Hummers, SUVs and sports utility trucks remain popular vehicles of choice despite the fact they have come to symbolize the wasteful consumption of fossil fuels. To highlight this point and offer an alternative, a team of engineers and adventurers is preparing to embark on a pioneering trip to the South Pole with a pair of Hummers powered only by batteries and biofuels.
Called Zero South, this mission to the South Pole is meant to raise awareness about the feasibility of developing alternative sources of fuel that can handle exceptionally challenging terrain. It’s also an act of “intentional irony”, whose aim is to highlight the importance of converting the world’s most gas guzzling vehicles into ones that don’t consume fossil fuels.
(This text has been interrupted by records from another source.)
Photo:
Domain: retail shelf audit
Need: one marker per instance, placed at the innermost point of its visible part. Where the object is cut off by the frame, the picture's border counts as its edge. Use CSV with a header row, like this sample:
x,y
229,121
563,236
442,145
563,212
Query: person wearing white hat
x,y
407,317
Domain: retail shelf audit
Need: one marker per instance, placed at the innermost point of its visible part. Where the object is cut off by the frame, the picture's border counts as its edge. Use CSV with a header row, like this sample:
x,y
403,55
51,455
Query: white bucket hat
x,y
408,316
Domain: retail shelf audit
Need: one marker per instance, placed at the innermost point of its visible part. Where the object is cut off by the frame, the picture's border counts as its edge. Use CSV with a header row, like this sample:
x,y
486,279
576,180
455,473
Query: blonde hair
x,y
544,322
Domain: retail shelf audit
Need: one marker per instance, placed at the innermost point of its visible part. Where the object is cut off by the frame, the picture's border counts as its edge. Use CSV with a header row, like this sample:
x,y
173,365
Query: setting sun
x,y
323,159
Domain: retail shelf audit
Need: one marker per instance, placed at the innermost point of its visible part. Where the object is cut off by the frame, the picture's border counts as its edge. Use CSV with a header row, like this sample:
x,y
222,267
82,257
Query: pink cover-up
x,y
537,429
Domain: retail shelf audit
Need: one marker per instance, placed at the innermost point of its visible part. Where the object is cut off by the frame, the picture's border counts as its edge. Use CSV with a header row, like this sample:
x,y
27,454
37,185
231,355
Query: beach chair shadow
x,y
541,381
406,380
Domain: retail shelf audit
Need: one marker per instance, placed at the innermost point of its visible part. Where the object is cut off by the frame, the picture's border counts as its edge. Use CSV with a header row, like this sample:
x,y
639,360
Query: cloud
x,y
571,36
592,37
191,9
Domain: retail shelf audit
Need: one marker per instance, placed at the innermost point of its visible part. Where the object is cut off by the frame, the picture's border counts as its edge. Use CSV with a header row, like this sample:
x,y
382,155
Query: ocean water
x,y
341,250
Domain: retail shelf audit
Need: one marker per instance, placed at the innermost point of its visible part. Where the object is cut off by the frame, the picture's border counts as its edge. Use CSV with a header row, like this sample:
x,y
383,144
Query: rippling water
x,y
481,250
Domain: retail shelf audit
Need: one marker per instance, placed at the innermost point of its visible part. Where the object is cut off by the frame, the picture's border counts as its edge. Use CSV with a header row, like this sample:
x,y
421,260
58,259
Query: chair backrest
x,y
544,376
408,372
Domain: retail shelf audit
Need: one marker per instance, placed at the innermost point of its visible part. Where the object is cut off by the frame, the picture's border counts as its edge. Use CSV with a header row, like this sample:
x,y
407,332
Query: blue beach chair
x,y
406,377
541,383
What makes these two Hummers unique
The entire journey is expected to cover 1,200 miles across unforgiving swaths of Antarctic ice and snow. To meet these challenges, each Hummer has been reconfigured to include a 3.2-liter six-cylinder turbodiesel engine that run on biofuel. They also include tank treads, an electric motor for each axle to maintain four-wheel drive functionality, and reinforced drivetrain and suspension.
Powering these customized beasts is a 24-kilowatt-hour lithium-ion battery pack that sits inside an insulated battery box as a precautionary measure against expected temperatures as low as -60 degress Fahrenheit.
Some challenges remain.
The expeditionary team has yet to reveal how they plan to recharge these batteries. Currently, each Hummer is able to travel 32 miles on the road with regular tires. Just how many miles they’ll be able to travel on tank treads is still yet to be determined.
According to the mission’s official website, “the completion of the expedition will coincide with the 100-year anniversary of Sir Ernest Shackleton’s most famous Endurance expedition.” The event will also be documented in a 10-episode miniseries and eventually, a feature-length film.